Mama Mio’s Head of Brand, Natalie Cowley, also said she was “particularly shocked” that only 2% of people would offer a seat to a woman in her first trimester, considering many suffer from severe symptoms during this time, including sickness and fatigue.

The NHS concurs, stating that, for most women, nausea (morning sickness) can be at its worst in the first trimester – alongside tiredness – and starts to improve by the time they're around 14 weeks pregnant.
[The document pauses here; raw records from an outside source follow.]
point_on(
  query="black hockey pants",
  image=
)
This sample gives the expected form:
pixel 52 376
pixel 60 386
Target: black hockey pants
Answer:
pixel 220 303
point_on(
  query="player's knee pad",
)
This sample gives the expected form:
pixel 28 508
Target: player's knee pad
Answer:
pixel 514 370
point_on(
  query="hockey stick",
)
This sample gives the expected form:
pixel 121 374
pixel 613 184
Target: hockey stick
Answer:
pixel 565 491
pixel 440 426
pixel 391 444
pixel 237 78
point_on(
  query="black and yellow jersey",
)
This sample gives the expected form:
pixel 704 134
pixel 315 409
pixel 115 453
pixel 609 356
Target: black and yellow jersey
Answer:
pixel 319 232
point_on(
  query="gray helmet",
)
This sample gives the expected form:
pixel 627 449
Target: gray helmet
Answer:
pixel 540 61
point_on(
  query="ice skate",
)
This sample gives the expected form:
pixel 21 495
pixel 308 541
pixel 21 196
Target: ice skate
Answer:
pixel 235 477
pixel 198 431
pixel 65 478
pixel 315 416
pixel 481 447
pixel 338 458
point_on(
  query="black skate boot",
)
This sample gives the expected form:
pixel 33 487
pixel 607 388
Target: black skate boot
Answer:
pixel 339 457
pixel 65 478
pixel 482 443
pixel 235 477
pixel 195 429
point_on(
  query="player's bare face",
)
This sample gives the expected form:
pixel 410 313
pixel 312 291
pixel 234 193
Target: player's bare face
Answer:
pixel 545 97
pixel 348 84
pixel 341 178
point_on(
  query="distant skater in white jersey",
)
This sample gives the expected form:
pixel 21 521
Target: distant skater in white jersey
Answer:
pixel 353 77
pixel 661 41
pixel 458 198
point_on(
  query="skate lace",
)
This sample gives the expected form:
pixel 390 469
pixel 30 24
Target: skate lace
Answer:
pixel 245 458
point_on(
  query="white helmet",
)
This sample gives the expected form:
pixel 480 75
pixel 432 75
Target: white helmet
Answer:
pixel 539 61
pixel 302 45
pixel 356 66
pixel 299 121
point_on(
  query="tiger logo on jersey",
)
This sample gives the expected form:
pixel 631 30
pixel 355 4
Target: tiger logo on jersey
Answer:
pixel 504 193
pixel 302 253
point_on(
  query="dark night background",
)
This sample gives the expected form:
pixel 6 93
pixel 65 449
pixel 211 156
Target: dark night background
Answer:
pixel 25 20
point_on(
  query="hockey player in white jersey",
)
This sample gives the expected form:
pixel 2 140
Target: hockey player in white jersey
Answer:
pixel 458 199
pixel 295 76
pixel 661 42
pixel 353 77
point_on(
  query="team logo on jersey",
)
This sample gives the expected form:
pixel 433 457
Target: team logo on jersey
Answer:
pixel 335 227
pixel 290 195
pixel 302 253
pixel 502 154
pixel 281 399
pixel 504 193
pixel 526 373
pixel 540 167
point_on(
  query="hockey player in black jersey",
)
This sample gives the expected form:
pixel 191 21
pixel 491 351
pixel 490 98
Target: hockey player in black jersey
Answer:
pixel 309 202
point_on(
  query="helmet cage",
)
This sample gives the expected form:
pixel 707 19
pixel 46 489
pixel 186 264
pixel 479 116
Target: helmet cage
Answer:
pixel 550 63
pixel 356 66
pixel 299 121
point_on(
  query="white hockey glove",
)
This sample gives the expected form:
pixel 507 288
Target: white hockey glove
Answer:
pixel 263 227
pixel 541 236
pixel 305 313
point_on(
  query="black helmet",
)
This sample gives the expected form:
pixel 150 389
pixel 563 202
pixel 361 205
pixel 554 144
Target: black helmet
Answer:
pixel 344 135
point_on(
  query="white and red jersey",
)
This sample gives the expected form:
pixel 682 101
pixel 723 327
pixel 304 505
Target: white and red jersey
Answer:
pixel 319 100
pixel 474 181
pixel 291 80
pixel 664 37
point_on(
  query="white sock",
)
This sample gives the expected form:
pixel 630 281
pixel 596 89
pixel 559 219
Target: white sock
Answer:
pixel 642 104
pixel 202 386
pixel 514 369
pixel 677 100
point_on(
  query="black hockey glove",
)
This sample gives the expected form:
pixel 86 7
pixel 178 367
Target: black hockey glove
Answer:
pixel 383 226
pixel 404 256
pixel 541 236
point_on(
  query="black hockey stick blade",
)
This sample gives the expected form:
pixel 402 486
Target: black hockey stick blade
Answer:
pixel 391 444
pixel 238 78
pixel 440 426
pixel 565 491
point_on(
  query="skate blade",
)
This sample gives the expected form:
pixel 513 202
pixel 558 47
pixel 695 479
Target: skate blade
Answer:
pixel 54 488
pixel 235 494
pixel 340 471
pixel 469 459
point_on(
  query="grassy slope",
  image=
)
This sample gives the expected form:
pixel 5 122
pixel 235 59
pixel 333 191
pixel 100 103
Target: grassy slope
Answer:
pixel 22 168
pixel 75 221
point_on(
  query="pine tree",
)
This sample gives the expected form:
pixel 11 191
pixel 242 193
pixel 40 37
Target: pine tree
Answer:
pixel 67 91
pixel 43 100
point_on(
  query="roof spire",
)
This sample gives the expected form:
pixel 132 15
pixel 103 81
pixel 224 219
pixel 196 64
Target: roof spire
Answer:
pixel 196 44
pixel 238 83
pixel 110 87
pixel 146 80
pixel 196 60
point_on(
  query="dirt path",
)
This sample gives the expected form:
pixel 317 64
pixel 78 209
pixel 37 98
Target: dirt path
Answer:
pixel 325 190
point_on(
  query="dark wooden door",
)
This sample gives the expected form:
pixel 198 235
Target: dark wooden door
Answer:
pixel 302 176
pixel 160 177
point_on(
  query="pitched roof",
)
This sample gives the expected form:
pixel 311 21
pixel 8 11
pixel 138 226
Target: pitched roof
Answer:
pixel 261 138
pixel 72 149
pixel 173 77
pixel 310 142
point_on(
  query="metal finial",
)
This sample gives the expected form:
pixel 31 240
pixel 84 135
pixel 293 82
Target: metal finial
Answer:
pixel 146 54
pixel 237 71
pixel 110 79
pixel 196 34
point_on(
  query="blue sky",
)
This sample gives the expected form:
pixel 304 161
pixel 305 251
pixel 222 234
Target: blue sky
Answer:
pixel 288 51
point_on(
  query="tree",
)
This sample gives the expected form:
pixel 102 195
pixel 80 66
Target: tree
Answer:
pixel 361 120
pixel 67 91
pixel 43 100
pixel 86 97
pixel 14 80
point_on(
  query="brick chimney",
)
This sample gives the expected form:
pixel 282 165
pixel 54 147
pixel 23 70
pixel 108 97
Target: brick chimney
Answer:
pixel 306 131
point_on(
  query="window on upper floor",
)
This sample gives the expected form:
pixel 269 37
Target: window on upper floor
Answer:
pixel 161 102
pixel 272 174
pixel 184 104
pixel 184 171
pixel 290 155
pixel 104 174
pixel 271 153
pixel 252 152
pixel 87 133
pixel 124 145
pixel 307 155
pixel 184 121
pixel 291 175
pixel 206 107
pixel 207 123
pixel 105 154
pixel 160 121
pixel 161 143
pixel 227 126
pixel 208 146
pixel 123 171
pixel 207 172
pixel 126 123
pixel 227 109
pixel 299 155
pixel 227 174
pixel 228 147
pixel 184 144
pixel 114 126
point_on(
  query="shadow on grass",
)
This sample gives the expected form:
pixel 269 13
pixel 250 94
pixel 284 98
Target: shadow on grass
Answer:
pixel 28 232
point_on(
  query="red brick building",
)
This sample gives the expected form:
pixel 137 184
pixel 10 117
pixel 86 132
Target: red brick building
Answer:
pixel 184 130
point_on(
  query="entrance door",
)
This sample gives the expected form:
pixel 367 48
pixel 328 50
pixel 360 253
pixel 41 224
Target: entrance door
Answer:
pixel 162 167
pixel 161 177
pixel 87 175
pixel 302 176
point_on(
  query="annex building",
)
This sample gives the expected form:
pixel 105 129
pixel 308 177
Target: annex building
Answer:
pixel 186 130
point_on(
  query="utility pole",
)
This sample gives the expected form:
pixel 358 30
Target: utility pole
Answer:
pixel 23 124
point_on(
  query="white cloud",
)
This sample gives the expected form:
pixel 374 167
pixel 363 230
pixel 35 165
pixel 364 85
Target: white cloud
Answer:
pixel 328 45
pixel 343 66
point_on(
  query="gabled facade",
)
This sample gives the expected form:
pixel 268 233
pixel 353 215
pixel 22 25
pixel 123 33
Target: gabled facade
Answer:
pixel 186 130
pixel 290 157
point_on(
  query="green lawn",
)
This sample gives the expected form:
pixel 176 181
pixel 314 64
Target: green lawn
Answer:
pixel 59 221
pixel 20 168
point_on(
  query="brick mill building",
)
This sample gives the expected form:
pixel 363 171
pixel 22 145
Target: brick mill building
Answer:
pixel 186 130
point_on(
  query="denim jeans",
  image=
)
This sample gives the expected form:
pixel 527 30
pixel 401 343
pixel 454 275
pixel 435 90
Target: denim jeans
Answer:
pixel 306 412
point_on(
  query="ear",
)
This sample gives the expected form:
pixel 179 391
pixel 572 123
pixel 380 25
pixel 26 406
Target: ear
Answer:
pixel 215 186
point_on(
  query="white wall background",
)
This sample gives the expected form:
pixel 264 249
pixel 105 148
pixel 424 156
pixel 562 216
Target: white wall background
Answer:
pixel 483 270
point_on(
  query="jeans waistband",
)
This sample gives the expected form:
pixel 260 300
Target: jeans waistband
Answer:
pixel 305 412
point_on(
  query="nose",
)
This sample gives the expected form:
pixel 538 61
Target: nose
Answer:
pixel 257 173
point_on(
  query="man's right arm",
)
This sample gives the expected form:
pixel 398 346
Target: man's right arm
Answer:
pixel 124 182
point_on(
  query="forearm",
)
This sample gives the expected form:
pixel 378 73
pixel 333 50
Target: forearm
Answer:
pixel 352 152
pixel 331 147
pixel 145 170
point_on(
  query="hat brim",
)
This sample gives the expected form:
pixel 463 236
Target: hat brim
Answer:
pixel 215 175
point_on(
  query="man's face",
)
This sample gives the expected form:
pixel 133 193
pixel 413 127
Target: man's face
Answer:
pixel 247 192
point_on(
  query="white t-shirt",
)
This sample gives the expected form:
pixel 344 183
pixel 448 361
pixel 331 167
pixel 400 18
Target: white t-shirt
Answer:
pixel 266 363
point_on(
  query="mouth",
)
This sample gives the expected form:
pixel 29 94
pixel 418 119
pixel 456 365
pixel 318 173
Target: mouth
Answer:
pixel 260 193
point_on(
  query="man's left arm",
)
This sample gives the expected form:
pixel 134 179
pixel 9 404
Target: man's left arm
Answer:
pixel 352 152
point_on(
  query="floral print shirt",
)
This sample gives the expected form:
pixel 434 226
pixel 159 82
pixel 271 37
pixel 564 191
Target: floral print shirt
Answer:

And as Mama Mio points out, having to use public transport at any stage of pregnancy can be an uncomfortable, cramped and tiring experience: growing a tiny human is exhausting enough without having to worry about your journey on the tube.

Mama Mio is hoping its #ExpectingChange campaign will raise awareness on behalf of pregnant women – inspiring Brits to have more consideration for fellow commuters and empowering pregnant women to have the courage to ask for a seat, should they want one. The brand is giving out free ‘I’m Expecting’ pregnancy badges with every online order to help women in every stage of pregnancy get a seat, whenever they need it.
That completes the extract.